The dreaded panther ranges through the primeval, rarely trodden forests;
every crevice in the rocks has for tenants rattlesnakes or stealthy
copperheads, while long, wonderfully swift "blue racers" haunt the edges
of the woods, and linger around the fields to chill his blood who catches
a glimpse of their upreared heads, with their great, balefully bright
eyes, and "white-collar" encircled throats.
The human events happening here have been in harmony with the natural
ones. It has always been a land of conflict. In 1540--339 years ago
--De Soto, in that energetic but fruitless search for gold which occupied
his later years, penetrated to this region, and found it the fastness of
the Xualans, a bold, aggressive race, continually warring with its
neighbors. When next the white man reached the country--a century and a
half later--he found the Xualans had been swept away by the conquering
Cherokees, and he witnessed there the most sanguinary contest between
Indians of which our annals give any account--a pitched battle two days
in duration, between the invading Shawnees, who lorded it over what is
now Kentucky, Ohio and Indiana--and the Cherokees, who dominated the
country the southeast of the Cumberland range. Again the Cherokees were
victorious, and the discomfited Shawnees retired north of the Gap.
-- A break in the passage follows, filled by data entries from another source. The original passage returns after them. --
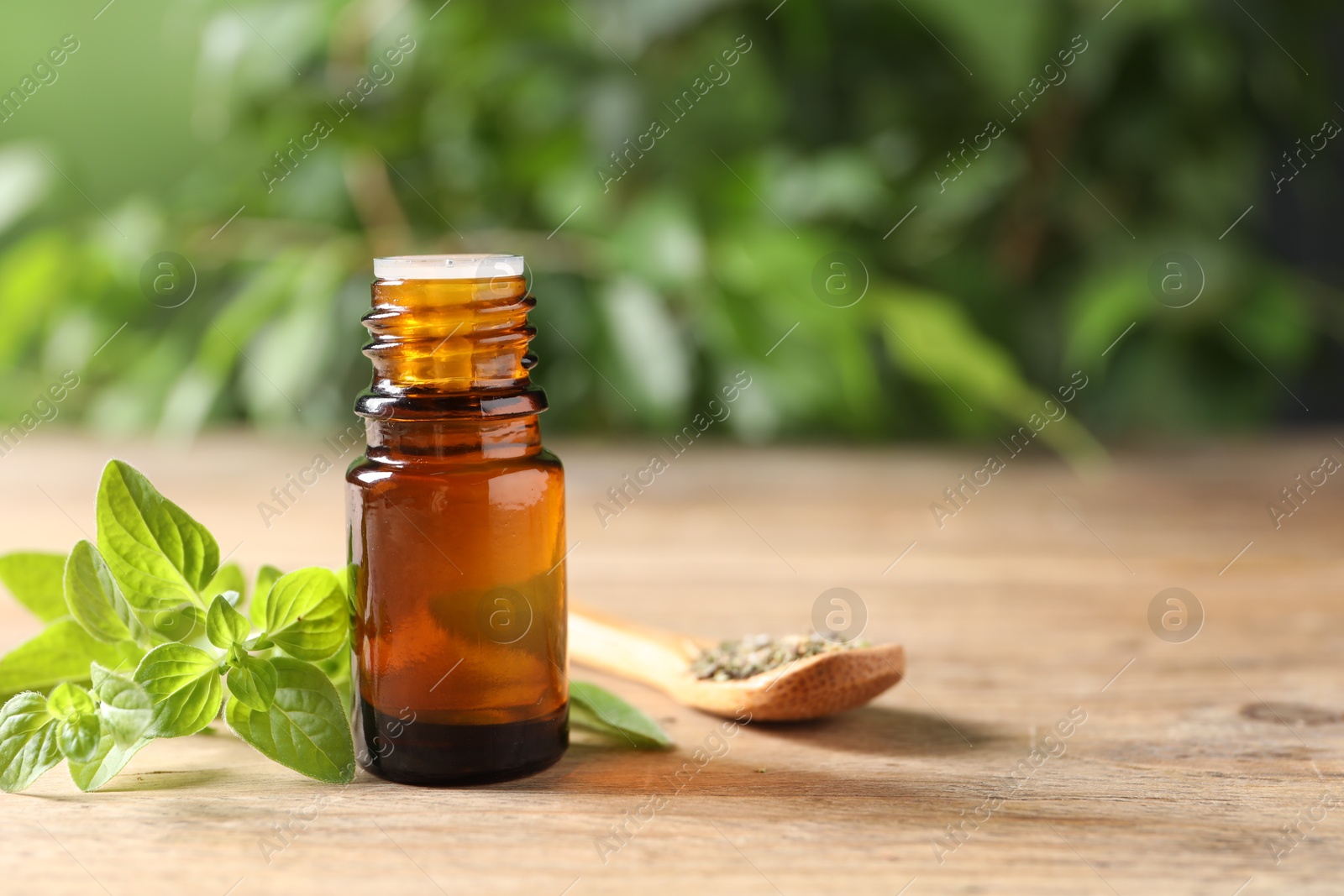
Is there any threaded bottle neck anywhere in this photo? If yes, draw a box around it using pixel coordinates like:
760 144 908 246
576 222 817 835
356 265 546 421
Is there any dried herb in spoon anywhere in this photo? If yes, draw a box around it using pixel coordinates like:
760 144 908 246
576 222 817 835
690 634 869 681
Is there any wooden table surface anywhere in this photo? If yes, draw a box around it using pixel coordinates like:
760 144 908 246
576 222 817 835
0 432 1344 896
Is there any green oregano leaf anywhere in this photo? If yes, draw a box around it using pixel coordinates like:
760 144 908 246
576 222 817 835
69 720 153 791
63 540 143 643
90 663 155 752
224 657 354 784
0 690 60 794
200 563 247 607
0 551 66 622
265 567 349 661
56 712 102 762
97 461 219 617
134 643 224 737
224 652 276 712
47 681 97 719
570 681 672 750
247 565 285 629
206 595 251 650
0 616 144 694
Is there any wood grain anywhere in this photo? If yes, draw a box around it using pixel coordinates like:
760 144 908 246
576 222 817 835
0 432 1344 896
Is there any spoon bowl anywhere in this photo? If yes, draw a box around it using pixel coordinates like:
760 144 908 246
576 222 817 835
570 605 906 721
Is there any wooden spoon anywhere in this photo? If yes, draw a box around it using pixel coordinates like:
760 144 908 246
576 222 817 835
570 605 906 721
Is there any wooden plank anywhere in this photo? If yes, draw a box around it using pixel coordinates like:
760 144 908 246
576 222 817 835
0 432 1344 896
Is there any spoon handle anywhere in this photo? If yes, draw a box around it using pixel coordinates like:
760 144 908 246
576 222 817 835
570 605 696 690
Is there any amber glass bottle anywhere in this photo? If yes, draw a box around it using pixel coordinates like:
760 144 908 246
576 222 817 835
345 255 569 784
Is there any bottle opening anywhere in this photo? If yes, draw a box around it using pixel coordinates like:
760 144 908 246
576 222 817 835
374 255 522 280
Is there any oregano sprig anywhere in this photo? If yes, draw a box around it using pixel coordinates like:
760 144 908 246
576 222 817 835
0 461 354 790
0 461 670 791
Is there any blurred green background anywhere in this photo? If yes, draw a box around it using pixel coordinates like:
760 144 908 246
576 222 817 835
0 0 1344 457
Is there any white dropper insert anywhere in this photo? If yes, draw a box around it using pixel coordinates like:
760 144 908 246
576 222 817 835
374 255 522 280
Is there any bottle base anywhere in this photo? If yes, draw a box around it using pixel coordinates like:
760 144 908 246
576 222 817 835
354 696 570 787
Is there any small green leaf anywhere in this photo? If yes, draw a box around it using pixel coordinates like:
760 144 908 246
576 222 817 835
200 563 247 607
0 551 66 622
224 657 354 784
247 565 285 629
90 663 155 747
313 638 352 706
56 712 102 762
570 681 672 750
224 652 276 712
206 595 251 650
0 690 60 794
97 461 219 617
47 681 98 719
150 602 206 643
136 643 224 737
0 616 144 694
69 719 153 791
266 567 349 661
65 542 143 643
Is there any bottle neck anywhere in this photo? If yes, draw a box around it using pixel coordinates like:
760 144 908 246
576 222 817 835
354 277 546 435
365 414 542 464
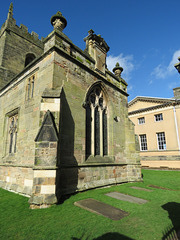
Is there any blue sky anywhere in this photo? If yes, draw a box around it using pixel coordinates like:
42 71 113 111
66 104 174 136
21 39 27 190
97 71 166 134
0 0 180 101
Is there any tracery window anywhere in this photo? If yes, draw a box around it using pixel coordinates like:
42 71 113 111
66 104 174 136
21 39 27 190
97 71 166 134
26 75 35 100
24 53 36 67
86 86 108 158
9 114 18 153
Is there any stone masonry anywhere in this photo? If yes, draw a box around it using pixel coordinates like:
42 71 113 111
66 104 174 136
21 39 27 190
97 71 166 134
0 4 141 207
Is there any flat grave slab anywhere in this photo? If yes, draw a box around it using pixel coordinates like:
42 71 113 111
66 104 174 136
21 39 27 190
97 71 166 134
105 192 148 204
131 186 153 192
74 198 128 220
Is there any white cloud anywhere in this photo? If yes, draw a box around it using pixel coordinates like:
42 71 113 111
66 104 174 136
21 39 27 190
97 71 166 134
106 53 134 81
127 85 133 92
151 50 180 79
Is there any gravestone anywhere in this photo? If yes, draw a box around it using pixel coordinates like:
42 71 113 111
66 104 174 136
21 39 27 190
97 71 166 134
74 198 128 220
105 192 148 204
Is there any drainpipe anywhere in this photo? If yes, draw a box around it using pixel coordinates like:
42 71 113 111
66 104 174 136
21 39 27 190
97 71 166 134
173 106 180 151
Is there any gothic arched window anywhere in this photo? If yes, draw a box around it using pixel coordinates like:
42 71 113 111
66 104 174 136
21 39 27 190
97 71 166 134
9 114 18 153
24 53 36 67
86 86 108 158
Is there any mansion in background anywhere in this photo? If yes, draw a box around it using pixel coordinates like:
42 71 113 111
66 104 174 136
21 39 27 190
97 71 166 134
128 85 180 169
0 4 141 207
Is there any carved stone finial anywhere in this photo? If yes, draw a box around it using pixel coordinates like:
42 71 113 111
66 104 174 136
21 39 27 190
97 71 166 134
88 29 94 35
51 11 67 31
113 62 123 78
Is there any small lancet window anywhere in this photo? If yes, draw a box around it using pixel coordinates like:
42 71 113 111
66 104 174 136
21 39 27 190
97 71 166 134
24 53 36 67
86 86 108 158
9 114 18 153
26 75 35 100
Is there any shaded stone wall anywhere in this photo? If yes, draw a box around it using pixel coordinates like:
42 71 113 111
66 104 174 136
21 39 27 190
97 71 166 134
0 10 141 205
0 165 34 196
0 16 43 89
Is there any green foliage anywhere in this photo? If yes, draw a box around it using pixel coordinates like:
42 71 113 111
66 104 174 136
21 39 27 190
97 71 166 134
0 170 180 240
86 59 91 65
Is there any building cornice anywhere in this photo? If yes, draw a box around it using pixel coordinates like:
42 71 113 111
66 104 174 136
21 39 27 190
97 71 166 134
128 100 180 116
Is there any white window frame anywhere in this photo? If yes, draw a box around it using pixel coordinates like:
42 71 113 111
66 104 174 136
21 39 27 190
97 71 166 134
138 117 145 125
156 132 166 151
139 134 148 151
154 113 163 122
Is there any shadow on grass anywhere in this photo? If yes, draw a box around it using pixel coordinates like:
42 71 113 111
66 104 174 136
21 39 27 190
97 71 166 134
162 202 180 240
72 232 133 240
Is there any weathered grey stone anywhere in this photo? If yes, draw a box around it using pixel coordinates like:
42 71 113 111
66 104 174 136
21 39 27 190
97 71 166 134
131 186 153 192
29 195 44 205
0 3 141 204
74 198 128 220
105 192 148 204
44 194 57 204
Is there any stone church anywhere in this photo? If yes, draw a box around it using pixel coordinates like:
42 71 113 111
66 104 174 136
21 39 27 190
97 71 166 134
0 4 141 207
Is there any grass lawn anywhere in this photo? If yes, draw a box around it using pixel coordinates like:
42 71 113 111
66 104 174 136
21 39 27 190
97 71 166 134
0 170 180 240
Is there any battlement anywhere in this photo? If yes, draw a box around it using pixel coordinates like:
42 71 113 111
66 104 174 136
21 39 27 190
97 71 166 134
0 13 44 49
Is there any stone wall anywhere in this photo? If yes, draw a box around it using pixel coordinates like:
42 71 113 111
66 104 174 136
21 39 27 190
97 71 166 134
0 165 34 196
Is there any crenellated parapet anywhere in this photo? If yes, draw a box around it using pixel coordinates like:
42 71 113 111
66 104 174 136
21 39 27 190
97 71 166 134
0 4 43 48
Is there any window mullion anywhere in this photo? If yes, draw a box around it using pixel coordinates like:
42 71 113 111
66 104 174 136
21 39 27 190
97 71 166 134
91 105 95 156
99 108 103 156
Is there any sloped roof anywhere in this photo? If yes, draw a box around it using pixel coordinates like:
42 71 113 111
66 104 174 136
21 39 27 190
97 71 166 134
128 96 175 107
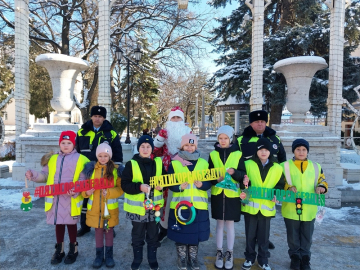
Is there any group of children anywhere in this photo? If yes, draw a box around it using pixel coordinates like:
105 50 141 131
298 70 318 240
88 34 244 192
26 126 327 270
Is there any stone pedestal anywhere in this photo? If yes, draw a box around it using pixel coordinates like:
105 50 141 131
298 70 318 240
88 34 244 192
272 125 343 207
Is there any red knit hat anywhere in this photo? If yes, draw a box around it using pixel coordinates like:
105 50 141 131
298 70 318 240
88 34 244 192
59 130 76 146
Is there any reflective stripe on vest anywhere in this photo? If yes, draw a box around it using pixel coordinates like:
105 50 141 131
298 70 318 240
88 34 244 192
124 157 164 216
170 158 209 210
210 151 242 198
45 154 89 216
281 160 321 221
87 168 119 211
241 159 282 217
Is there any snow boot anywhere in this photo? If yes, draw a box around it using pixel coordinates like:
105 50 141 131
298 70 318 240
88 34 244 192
51 242 65 264
64 242 79 264
93 247 104 269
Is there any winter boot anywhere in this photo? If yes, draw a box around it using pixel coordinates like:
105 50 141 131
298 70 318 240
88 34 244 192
300 255 311 270
290 254 301 270
147 246 159 270
51 242 65 264
131 247 143 270
105 246 115 268
176 245 187 270
93 247 104 269
189 245 200 270
215 249 224 269
64 242 79 264
224 250 234 270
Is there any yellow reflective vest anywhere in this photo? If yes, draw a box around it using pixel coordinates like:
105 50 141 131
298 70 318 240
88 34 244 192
241 159 283 217
87 169 119 210
170 158 209 210
210 151 242 198
45 154 90 217
281 160 321 221
124 157 164 216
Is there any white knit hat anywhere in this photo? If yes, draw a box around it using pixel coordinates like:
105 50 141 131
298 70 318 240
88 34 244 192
168 106 184 121
216 125 235 142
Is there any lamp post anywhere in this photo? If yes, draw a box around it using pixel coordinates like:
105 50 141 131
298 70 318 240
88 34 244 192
115 47 142 144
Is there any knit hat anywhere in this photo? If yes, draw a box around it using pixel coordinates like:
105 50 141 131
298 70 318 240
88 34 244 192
90 106 106 118
291 139 310 153
96 142 112 159
137 135 154 151
256 138 273 153
59 130 76 146
168 106 184 121
249 110 268 124
216 125 235 143
180 133 197 149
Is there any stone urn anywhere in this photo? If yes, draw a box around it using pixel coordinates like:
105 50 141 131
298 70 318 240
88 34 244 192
274 56 328 125
35 53 89 124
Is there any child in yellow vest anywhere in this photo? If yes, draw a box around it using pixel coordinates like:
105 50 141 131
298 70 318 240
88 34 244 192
281 139 328 270
121 135 166 270
82 142 123 269
241 138 284 270
25 130 89 264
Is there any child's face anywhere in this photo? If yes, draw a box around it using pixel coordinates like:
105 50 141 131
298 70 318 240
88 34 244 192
182 143 196 154
218 134 230 148
294 146 307 160
139 143 152 158
257 148 270 161
97 153 110 165
60 140 74 154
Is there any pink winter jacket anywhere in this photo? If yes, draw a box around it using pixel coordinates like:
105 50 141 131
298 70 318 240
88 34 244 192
31 149 86 225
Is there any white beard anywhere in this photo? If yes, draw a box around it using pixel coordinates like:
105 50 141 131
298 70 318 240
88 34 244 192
165 121 191 155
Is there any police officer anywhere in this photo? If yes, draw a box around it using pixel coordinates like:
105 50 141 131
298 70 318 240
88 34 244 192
76 106 123 237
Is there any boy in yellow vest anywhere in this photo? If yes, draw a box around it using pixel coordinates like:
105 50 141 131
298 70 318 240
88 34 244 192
121 135 166 270
241 138 284 270
281 139 328 270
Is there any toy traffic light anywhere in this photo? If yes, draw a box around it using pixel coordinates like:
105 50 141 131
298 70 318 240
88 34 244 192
295 198 302 215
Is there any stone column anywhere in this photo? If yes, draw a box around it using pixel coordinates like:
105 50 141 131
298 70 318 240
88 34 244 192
245 0 271 111
98 0 111 119
13 0 30 180
325 0 350 137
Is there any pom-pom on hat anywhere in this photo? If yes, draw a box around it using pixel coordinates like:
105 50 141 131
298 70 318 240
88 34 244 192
249 110 268 124
96 142 112 159
59 130 76 146
180 133 197 149
291 139 310 153
216 125 235 143
168 106 184 121
137 135 154 151
90 106 106 118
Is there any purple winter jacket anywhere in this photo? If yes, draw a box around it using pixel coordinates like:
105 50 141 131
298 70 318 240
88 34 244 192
31 149 86 225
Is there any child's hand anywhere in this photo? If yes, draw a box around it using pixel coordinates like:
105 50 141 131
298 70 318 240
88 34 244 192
180 182 188 190
194 181 202 188
85 188 95 196
315 187 325 194
226 168 235 175
140 184 151 193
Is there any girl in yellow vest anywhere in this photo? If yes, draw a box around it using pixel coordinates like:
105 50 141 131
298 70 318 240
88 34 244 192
168 134 211 270
209 125 245 269
121 135 166 270
241 138 285 270
82 142 123 269
25 130 89 264
281 139 328 270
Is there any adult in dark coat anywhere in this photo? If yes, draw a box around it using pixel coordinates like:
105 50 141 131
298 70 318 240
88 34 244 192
75 106 123 237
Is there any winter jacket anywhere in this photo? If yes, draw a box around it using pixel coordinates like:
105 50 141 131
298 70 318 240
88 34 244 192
209 142 245 222
75 120 123 163
167 160 211 245
31 149 86 225
237 126 286 163
81 161 124 228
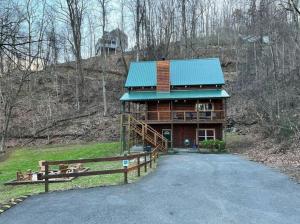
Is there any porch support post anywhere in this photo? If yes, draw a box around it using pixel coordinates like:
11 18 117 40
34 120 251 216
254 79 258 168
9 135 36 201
121 101 126 152
222 98 227 142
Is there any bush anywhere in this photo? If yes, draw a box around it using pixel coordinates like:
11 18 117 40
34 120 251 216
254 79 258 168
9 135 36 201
200 140 226 152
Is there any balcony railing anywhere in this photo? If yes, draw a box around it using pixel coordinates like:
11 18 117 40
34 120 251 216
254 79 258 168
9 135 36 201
130 110 225 122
Then the white man delivered battle for the possession the land, and
bought it with the lives of many gallant adventurers. Half a century
later Boone and his hardy companion followed, and forced their way into
Kentucky.
Another half century saw the Gap the favorite haunt of the greatest of
American bandits--the noted John A. Murrell--and his gang. They
infested the country for years, now waylaying the trader or drover
threading his toilsome way over the lone mountains, now descending upon
some little town, to plunder its stores and houses.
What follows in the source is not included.